A ripened comedian known for his heated, straight-shooting style, Bill Burr offers few frills here in his latest stand-up special I’m Sorry You Feel That Way, which debuted last Friday on Netflix. There’s no fancy opening sequence or glorious preamble, and Atlanta’s beautiful Tabernacle theater is muted by a monochrome color scheme. All we have prefacing Burr’s hefty 80-minute set is the special’s title rendered in classic boldface type. The focus is on the material, plain and simple.
I’m Sorry You Feel That Way is another solid addition to the comic’s impressive stand-up oeuvre, offering more of Burr’s go-to themes and characteristically animated delivery. From the moment he steps into The Tabernacle’s spotlight, Burr’s confidence is abundant as he moves across the stage with an uncanny familiarity. Immediately he starts working his crowd, attributing racial tension in the “oasis” of metropolitan Atlanta to its blistering heat, before moving into a self-deprecating bit on his own eating habits. “Something has to die every day in order for me to live,” he says, detailing his struggle with abstaining from meat twice a week. “Something’s got to get its beak chopped off, feathers yanked, and upper cut to its jaw, just in order for me to survive.”

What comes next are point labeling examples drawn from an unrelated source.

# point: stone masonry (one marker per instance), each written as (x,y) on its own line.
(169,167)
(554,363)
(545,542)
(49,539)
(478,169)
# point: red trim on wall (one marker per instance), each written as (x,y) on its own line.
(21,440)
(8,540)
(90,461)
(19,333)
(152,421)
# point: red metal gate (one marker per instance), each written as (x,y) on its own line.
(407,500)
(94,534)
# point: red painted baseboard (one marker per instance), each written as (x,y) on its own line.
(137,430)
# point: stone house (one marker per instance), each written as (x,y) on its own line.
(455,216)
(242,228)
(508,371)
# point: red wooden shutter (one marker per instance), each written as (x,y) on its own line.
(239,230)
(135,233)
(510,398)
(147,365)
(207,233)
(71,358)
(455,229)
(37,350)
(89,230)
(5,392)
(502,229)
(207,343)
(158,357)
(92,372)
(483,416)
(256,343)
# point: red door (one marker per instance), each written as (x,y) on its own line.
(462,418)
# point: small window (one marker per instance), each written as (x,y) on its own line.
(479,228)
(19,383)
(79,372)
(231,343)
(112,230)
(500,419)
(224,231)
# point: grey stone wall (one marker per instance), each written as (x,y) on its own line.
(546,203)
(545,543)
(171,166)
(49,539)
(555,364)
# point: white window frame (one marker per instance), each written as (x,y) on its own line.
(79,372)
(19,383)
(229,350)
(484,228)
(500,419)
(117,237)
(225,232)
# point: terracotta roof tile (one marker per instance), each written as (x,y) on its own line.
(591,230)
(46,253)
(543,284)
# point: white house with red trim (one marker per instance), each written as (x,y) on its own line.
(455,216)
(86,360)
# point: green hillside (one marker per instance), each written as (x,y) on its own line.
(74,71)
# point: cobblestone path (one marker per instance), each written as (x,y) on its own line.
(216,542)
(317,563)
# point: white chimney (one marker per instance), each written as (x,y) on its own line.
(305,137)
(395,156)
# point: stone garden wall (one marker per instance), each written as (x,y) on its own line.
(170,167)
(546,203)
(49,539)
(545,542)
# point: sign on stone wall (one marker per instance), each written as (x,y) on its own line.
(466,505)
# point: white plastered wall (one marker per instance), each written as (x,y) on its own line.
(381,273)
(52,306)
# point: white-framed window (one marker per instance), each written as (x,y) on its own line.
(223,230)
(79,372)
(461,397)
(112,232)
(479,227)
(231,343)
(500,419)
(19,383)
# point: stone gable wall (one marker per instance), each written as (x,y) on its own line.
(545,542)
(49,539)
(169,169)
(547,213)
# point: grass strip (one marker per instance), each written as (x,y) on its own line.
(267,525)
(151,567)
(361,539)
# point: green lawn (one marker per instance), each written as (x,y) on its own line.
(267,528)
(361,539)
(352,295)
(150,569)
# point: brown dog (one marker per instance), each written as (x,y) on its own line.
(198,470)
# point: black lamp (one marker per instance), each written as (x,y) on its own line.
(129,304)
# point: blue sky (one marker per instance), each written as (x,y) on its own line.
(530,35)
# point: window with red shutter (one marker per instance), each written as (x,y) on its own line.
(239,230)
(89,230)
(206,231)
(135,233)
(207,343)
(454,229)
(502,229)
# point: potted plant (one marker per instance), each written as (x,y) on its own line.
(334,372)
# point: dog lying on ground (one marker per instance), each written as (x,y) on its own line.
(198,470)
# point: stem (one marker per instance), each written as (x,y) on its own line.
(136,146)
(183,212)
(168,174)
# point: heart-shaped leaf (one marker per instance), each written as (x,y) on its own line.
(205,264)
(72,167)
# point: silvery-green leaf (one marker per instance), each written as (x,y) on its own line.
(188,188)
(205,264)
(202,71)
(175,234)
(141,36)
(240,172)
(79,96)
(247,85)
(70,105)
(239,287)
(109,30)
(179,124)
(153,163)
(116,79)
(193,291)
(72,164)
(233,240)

If that sounds abrasive, welcome to Bill Burr’s comedy show. Never one for understated humor, Burr’s consistently punchy set is marked by frequent expletives, an unapologetic demeanor, and his trademark shifting vocal timbre, which moves from manic to infuriated. One of I’m Sorry’s greatest bits is focused on political correctness—a favorite topic of his—that touches on Paula Deen and the “Duck Dynasty guy” before ending with the suggestion that former Los Angeles Clippers owner Donald Sterling is fairly open-minded “for an eighty-year-old white guy.”